Controlling Molecular Alignment on Highly Ordered Pyrolitic Graphite of Porphyrin-Tb(III) Double-Decker Single Molecular Magnets

Abstract

Single molecular magnets (SMMs) that show slow magnetic relaxation properties at low temperatures have great potential for use as nanoscale memory devices or quantum computers. In our study, we focused on porphyrin-Tb(III) double-decker complexes and their magnetic properties.1,2 Our goal was to control the molecular alignment of SMMs on highly ordered pyrolitic graphite (HOPG) by a self-assembling process. We synthesized protonated, anionic, and radical forms of octaethylporphyrin (OEP)-Tb(III) double-decker complexes and observed the molecular alignment of each molecule on HOPG using scanning tunneling microscopy (STM). The STM observations demonstrated that all OEP-Tb(III) double-decker complexes had similar pseudo-hexagonal packing structure stability on HOPG, regardless of differences in the electronic structure (Figure 1).
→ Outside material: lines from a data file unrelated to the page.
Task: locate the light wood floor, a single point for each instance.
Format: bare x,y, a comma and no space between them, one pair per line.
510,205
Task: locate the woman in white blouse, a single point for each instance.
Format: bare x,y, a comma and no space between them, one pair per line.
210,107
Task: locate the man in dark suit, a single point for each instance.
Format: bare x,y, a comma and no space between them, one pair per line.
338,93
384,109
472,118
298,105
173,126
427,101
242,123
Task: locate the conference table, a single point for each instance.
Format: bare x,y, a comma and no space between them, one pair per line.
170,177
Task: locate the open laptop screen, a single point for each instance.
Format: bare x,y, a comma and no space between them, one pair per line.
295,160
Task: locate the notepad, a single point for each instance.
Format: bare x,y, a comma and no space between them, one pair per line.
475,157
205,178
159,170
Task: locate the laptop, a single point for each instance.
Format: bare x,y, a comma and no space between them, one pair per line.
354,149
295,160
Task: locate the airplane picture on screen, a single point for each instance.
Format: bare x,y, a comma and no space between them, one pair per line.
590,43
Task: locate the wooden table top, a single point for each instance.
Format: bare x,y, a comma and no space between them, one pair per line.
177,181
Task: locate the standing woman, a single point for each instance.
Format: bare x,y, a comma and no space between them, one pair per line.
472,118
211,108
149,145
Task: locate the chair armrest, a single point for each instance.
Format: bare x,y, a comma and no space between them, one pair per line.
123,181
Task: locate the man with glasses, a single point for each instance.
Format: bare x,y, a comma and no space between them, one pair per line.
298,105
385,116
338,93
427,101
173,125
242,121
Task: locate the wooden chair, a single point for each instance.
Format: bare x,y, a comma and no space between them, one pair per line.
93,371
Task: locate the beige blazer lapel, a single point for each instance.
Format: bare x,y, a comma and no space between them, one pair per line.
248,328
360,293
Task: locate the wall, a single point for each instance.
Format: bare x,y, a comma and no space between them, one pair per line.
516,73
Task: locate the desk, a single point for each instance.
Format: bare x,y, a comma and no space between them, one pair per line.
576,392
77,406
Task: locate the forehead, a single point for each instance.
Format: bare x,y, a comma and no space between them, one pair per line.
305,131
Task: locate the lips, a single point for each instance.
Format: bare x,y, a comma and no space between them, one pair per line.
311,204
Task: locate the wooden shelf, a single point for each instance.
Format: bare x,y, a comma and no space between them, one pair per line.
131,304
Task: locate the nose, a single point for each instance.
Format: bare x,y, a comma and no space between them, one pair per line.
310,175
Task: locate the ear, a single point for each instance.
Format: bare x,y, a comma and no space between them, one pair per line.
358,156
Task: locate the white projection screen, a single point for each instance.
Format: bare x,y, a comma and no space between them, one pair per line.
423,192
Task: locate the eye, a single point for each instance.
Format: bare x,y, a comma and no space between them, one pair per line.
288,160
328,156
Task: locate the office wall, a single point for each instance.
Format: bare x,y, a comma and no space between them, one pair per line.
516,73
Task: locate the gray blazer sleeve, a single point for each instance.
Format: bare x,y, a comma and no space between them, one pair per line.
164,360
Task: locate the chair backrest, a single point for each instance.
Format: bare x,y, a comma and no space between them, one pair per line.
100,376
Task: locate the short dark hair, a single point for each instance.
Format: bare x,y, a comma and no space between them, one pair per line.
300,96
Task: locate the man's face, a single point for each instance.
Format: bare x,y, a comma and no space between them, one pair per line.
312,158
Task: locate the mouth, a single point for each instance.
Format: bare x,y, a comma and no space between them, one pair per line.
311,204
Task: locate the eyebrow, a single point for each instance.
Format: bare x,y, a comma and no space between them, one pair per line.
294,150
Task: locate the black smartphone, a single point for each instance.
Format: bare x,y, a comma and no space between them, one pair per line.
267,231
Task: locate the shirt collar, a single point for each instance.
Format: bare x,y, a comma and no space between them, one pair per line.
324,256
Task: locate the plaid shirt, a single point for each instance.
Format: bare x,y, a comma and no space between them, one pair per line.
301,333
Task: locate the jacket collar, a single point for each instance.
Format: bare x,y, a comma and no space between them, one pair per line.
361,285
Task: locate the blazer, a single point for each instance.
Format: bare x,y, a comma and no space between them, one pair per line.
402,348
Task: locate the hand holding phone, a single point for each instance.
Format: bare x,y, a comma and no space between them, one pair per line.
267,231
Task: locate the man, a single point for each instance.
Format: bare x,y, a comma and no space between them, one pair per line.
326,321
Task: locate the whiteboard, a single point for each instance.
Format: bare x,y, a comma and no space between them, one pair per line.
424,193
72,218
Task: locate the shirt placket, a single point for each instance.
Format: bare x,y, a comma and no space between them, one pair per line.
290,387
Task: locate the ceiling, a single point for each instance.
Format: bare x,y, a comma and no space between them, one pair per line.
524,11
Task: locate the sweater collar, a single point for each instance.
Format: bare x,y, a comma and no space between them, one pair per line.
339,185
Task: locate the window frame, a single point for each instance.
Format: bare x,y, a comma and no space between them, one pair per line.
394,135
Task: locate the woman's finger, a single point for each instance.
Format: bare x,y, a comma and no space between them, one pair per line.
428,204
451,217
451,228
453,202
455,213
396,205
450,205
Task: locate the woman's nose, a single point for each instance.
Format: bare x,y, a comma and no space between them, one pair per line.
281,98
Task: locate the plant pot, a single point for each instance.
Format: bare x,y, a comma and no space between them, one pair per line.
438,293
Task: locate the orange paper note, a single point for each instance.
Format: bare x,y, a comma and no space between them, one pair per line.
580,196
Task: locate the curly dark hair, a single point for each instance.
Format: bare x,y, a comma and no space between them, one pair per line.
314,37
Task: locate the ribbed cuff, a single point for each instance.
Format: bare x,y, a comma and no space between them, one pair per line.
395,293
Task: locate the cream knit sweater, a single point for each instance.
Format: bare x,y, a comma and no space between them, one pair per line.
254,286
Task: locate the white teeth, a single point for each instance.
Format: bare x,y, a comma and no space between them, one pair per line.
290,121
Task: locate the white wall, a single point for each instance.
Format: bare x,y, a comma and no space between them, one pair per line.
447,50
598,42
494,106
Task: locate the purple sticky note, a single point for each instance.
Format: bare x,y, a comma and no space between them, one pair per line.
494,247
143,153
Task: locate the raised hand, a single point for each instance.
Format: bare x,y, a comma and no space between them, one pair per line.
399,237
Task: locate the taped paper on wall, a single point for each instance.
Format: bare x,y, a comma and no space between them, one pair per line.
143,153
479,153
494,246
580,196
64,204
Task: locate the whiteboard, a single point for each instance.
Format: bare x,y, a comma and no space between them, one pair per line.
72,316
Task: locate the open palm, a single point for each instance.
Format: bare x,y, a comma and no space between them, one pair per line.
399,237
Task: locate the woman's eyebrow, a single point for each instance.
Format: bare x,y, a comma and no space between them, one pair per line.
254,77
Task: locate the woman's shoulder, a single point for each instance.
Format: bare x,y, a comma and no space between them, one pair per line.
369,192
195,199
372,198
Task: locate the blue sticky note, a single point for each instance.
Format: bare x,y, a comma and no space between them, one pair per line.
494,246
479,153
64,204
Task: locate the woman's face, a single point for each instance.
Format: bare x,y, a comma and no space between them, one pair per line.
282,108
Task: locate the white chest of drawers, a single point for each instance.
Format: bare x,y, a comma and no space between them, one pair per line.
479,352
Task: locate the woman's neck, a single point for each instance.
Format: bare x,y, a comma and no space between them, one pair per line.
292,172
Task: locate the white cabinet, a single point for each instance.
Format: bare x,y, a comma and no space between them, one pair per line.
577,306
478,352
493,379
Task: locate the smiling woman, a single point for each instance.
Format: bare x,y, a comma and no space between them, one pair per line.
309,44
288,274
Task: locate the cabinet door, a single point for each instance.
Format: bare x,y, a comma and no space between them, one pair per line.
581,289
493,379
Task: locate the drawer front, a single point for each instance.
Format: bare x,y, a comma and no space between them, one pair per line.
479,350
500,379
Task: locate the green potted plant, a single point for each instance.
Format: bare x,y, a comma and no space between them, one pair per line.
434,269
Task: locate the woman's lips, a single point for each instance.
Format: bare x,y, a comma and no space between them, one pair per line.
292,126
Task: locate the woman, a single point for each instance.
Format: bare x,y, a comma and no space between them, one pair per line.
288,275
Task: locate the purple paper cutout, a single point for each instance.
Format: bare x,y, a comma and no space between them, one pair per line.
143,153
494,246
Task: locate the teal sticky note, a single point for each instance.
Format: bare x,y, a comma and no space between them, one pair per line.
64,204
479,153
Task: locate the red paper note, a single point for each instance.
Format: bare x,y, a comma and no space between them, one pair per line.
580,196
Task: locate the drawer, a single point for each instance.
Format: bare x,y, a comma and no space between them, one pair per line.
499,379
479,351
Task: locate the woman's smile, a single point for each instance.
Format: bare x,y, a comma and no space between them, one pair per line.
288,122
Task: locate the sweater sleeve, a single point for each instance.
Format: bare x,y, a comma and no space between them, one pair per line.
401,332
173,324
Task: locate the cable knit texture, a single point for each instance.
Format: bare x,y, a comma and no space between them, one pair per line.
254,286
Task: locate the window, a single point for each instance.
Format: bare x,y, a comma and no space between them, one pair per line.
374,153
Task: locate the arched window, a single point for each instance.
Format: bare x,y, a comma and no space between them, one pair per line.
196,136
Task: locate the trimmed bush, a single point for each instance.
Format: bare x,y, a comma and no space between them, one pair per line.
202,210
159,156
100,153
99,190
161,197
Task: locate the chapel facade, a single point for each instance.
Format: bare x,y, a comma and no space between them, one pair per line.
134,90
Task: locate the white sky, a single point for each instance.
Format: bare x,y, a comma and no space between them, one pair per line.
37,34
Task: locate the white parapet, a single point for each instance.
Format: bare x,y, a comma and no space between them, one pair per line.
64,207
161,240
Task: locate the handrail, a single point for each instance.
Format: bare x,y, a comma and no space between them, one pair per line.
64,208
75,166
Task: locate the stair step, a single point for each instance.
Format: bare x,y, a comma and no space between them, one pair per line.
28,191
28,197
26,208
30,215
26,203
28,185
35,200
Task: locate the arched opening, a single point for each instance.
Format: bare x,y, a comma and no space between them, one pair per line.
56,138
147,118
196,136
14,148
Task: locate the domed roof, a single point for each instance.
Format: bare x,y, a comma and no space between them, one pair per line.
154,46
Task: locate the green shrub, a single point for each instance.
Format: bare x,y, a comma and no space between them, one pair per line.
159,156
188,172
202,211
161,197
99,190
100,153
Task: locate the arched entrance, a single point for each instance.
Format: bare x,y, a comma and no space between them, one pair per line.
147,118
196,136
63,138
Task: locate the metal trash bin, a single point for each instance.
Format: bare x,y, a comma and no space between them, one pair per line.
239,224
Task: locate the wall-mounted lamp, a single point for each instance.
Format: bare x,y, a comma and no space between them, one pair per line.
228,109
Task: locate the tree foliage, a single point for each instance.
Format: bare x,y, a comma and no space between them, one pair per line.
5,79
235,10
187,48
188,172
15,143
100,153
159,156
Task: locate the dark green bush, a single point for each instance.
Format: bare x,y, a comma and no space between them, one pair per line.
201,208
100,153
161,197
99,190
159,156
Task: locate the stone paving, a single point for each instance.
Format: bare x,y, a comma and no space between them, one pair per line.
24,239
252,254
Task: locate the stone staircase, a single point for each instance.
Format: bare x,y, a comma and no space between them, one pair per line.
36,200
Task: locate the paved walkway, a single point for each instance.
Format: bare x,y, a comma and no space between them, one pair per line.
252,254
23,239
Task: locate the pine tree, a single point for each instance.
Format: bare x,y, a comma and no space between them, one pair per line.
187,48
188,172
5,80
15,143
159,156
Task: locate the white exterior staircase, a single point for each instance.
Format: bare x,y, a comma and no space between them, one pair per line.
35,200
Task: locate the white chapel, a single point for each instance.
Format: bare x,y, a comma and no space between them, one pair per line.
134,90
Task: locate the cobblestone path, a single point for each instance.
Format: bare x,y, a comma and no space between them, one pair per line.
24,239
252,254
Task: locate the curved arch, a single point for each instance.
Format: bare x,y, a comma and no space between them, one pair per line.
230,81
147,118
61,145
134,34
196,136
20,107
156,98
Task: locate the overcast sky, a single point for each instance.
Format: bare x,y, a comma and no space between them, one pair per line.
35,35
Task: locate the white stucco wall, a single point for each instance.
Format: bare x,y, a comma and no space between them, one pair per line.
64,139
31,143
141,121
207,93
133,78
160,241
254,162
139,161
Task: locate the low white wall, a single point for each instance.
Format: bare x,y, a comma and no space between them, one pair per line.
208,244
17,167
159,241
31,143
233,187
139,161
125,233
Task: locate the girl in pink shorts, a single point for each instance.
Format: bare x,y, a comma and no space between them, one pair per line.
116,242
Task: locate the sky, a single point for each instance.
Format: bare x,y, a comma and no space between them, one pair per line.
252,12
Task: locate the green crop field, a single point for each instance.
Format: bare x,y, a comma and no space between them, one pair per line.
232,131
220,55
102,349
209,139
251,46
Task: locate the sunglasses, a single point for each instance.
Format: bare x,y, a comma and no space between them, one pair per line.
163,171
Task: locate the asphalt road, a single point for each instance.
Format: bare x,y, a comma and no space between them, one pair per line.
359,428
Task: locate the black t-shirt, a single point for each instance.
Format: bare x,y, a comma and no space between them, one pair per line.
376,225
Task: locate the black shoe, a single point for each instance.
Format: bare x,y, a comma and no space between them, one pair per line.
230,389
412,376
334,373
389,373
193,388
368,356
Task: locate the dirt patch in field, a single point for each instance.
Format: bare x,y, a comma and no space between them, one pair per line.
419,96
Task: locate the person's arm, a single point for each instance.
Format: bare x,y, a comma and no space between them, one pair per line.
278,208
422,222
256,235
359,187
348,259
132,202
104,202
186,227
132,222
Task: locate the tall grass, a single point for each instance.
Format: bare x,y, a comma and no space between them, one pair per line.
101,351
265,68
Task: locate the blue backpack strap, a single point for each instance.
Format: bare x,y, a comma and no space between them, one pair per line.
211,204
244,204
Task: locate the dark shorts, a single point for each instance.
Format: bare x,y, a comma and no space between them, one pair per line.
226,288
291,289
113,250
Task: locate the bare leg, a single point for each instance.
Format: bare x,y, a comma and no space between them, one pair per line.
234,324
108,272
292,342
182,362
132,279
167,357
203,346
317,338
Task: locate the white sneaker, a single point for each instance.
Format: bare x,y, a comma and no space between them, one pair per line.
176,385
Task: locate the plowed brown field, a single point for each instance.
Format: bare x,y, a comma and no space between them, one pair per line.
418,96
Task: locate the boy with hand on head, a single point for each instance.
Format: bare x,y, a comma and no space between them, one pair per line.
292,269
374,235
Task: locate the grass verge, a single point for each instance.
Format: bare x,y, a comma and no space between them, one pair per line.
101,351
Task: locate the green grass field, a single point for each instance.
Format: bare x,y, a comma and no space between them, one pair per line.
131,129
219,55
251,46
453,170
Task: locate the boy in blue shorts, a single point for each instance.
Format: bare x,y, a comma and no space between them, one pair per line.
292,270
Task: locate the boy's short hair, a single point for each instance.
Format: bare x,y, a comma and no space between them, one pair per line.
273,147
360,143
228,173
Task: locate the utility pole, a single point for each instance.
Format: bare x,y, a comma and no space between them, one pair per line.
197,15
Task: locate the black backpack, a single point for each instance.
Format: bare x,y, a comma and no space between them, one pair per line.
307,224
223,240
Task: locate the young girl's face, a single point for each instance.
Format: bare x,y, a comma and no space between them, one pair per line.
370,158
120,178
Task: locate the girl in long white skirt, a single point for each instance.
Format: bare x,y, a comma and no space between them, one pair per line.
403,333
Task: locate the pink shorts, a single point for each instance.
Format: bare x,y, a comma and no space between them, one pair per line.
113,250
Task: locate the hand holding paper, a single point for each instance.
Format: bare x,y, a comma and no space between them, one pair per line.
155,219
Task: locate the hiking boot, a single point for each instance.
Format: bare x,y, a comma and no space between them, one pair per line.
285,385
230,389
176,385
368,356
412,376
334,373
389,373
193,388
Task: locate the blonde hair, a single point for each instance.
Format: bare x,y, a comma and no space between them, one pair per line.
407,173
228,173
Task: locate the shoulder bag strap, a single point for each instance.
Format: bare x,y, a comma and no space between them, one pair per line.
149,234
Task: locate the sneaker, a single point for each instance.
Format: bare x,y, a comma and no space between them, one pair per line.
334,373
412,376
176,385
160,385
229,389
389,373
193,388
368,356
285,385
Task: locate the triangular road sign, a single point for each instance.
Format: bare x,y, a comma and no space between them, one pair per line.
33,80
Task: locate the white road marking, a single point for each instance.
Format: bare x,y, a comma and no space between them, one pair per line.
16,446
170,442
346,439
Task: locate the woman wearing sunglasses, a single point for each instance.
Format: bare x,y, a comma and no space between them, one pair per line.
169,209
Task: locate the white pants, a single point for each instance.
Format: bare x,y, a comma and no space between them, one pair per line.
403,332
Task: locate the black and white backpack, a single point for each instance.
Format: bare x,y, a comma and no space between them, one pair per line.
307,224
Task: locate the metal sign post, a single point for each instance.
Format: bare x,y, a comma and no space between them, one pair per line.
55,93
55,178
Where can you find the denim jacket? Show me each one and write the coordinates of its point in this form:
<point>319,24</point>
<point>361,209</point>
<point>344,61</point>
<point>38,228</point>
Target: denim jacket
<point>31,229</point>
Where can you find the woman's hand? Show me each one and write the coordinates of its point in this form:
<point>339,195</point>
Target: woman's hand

In particular, the lattice parameters of protonated form 1 (a = 1.41 ± 0.03 nm, b = 1.46 ± 0.05 nm) showed almost the same values as anionic form 2 (a = 1.34 ± 0.01 nm, b = 1.42 ± 0.01 nm) and radical form 3 (a = 1.39 ± 0.04 nm, b= 1.45 ± 0.06 nm).We also prepared and observed the molecular alignment of a protonated 5,15-bisdodecylporphyrin (BDP)-Tb(III) double-decker complex. This complex showed a lamellar packing structure on HOPG (Figure 2). Herein, we succeeded in isolating stable 2D supramolecular structures of all the OEP-Tb(III) double-decker complexes on HOPG. Control of molecular alignment was also realized by changing the substituents.